意思は、経験から生まれる。だから、歩いてきた足跡は大切なのだ。失敗も、成功も、全てが糧になるから。
(それはベリンガムも同じだろう。生まれ直した存在が、どんな成長をするかはわからなくても……わからないからこそ、目を逸らさない者が必要なはず)
能力者として生まれ直す。
今回こそ、詐欺のようなオチで済んだからよかったものの……『望む者』が居るという事実に、スピカは複雑な思いを抱いていた。
アウル能力自体、恐らく今も研究途上だろう。
アウルに発言した際、能力を制御できず暴走してしまうという話を耳にすることがある。
それに……スピカは、それに起因して心に深い深い深い傷を負った。
能力なんて、なければよかった――そこまでは、言わないけれど。
目覚めることが自然であれば、そのように。
目覚めないことが自然であれば、そのように。
強制して手に入れるものではない……そんな必要のない世界に、ようやく落ち着いたのだから。
「それでも火種が生まれるのなら……私は、消す。
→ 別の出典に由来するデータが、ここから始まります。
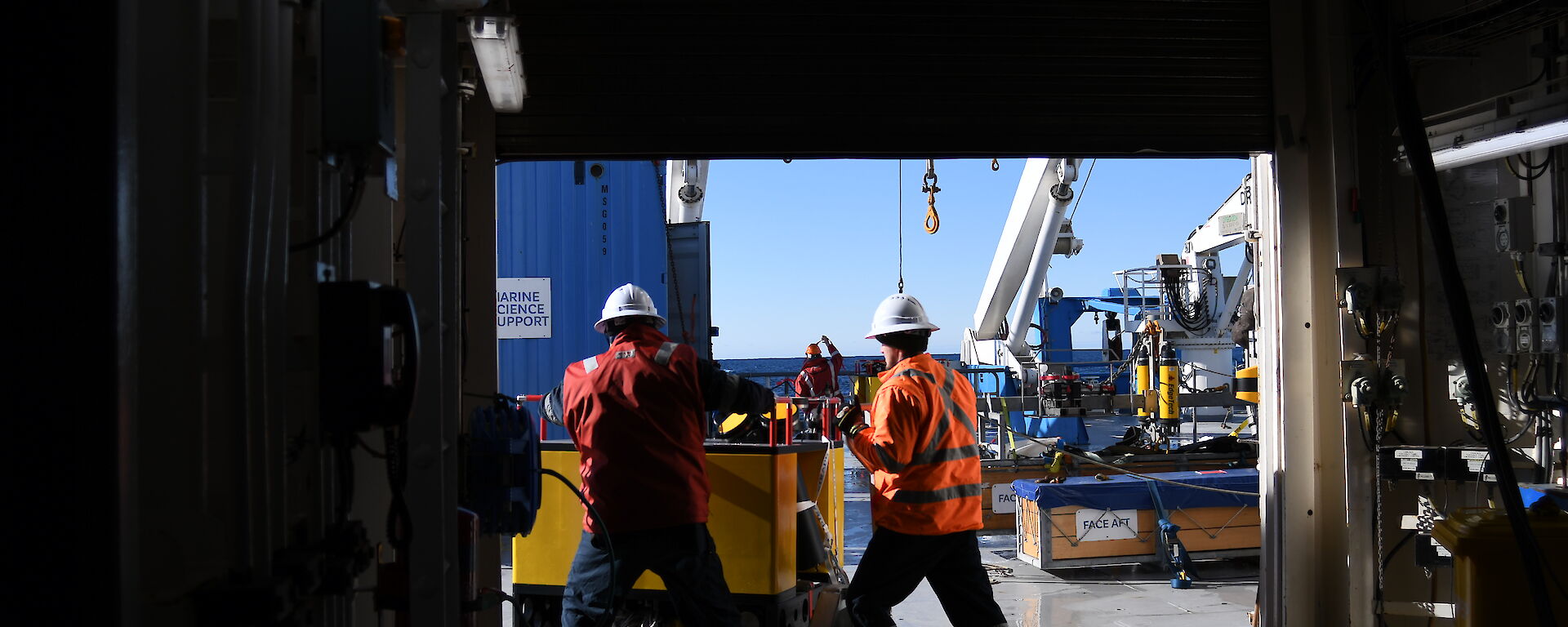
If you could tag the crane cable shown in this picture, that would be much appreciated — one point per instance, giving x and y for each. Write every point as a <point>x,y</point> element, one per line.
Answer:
<point>929,185</point>
<point>899,225</point>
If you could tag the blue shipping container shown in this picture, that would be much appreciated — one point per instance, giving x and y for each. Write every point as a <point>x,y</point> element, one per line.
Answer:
<point>588,226</point>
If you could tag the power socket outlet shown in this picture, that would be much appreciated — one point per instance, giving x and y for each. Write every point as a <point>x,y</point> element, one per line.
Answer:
<point>1513,226</point>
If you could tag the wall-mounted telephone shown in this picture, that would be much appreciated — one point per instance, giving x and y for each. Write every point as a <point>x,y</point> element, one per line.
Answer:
<point>369,354</point>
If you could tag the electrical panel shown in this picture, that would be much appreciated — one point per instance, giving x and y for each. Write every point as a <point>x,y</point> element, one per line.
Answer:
<point>1413,463</point>
<point>1526,331</point>
<point>1548,311</point>
<point>1504,328</point>
<point>358,44</point>
<point>1513,225</point>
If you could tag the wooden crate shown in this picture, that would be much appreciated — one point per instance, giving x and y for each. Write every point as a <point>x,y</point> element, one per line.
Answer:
<point>1049,540</point>
<point>1007,470</point>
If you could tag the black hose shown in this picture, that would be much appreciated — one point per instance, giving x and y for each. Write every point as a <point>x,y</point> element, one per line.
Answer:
<point>1411,132</point>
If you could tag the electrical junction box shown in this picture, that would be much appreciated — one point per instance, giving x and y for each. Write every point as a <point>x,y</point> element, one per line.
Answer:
<point>1471,465</point>
<point>1504,333</point>
<point>1528,330</point>
<point>358,98</point>
<point>1548,314</point>
<point>1513,226</point>
<point>1413,463</point>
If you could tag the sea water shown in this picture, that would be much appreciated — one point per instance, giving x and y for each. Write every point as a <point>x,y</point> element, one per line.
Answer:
<point>782,385</point>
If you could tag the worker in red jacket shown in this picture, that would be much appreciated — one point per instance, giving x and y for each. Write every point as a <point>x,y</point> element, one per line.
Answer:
<point>925,480</point>
<point>637,414</point>
<point>819,376</point>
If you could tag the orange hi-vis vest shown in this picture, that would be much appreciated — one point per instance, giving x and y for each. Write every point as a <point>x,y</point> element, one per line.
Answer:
<point>921,451</point>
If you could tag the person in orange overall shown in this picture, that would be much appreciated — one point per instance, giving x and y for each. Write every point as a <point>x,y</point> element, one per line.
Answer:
<point>637,414</point>
<point>819,376</point>
<point>925,480</point>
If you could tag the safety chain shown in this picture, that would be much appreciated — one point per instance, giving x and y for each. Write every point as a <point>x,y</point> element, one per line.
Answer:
<point>929,185</point>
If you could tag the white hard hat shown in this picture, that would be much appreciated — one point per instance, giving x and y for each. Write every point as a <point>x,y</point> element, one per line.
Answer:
<point>899,313</point>
<point>627,300</point>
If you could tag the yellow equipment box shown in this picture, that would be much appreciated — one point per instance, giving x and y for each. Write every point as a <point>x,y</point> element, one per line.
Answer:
<point>751,516</point>
<point>1489,577</point>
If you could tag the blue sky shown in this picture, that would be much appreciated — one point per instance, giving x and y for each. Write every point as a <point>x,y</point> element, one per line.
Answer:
<point>808,248</point>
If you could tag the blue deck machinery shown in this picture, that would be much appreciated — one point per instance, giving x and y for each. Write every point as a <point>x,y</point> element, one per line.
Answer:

それだけ」
連行される松井の背へ、ゼロが言葉を投げかけた。
「お前の気持ちは分からんではない。急な世界の変化は、いろんな歪みっつーのを生むわけやしな。お前らも焦ってたんやろ? 裏の世界はチカラにものを言わせて天魔が牛耳る可能性もあるしな」
「これはこれで、ひとつの成果ではあったんだよ。無論、最終目標は本当の”真珠”だけれど……。真珠ヶ淵へ身投げするほどの悲しみはいかばかりかと、ね」
愛した人との間を裂かれ。授かった子を殺され。ようやく会いに行ったあの人は、既に別の―― その、絶望は。
『自分には、手にすることができない』その、絶望は。
「まぁ俺もはぐれ辞める予定やし、その辺を咎めるつもりはないよ。なんにしたって『チカラ』が必要な場面ってのはあるやろしな」
「…………」
それ以上の発言は許されず、松井は護送車へ詰め込まれていった。
「つーわけで、姫。俺らが暴走した時はよろしゅう頼むで。あ、でも理不尽な世界には従うつもりはないからそこんとこも覚悟しといてくれよ♪」
「は? え、はぐれを辞める、って」
唐突に呼ばれ、唐突な告白を受け、野崎は混乱する思考を整理する。
「ゼロさん、魔界へ戻るの?」
「なんでそうなるん」
「所属を、学園ではなく魔界へ戻すという事でしょ? あ、天魔ハーフだから天界もあるの、かな。どっちにしてもエネルギー供給がアッチ由来になるわけだから、そうなるんでしょ?」
「え。マジで?」
「今の能力を維持するままなら人界の食事で良いだろうけど、敵対してきた天魔レベルまで上げるなら『今』は地球じゃないにせよゲートからのエネルギーが必要なわけだし」
「ほう」
「三界協定は、あくまで『地球』との協定だから、他の並行世界ではゲートエネルギー続行なのかな……。よくわかんないけど」
そっか。学園を出ちゃうんだ。魔界か天界へ戻るなら、しばらくは会えなくなるのかな?
「ちょっと寂しいかもね」
「いやいやいや、何言うてますのん。俺が、そんな下手打つわけないやんかー」
真面目に今後を検討している野崎を、ゼロが笑い飛ばした。
「そんなん、正攻法以外にいくらでも抜け道があるやろ。俺は自分の望みを譲る予定は全く無いで」
「……風紀委員に逮捕されない程度にしてね?」
「そのための、これですやん?」
いつぞやのオイルライターを見せると、『それもそうか』と野崎は笑った。
●
夏の朝は、早い。
深夜に決行された作戦も、後始末まで終える頃にはうっすらと空が白んでいた。
トワイライト。
黄昏時。あるいは夜明け。
終末であり、黎明の頃。
一つが終わり、きっと一つが始まろうとしている。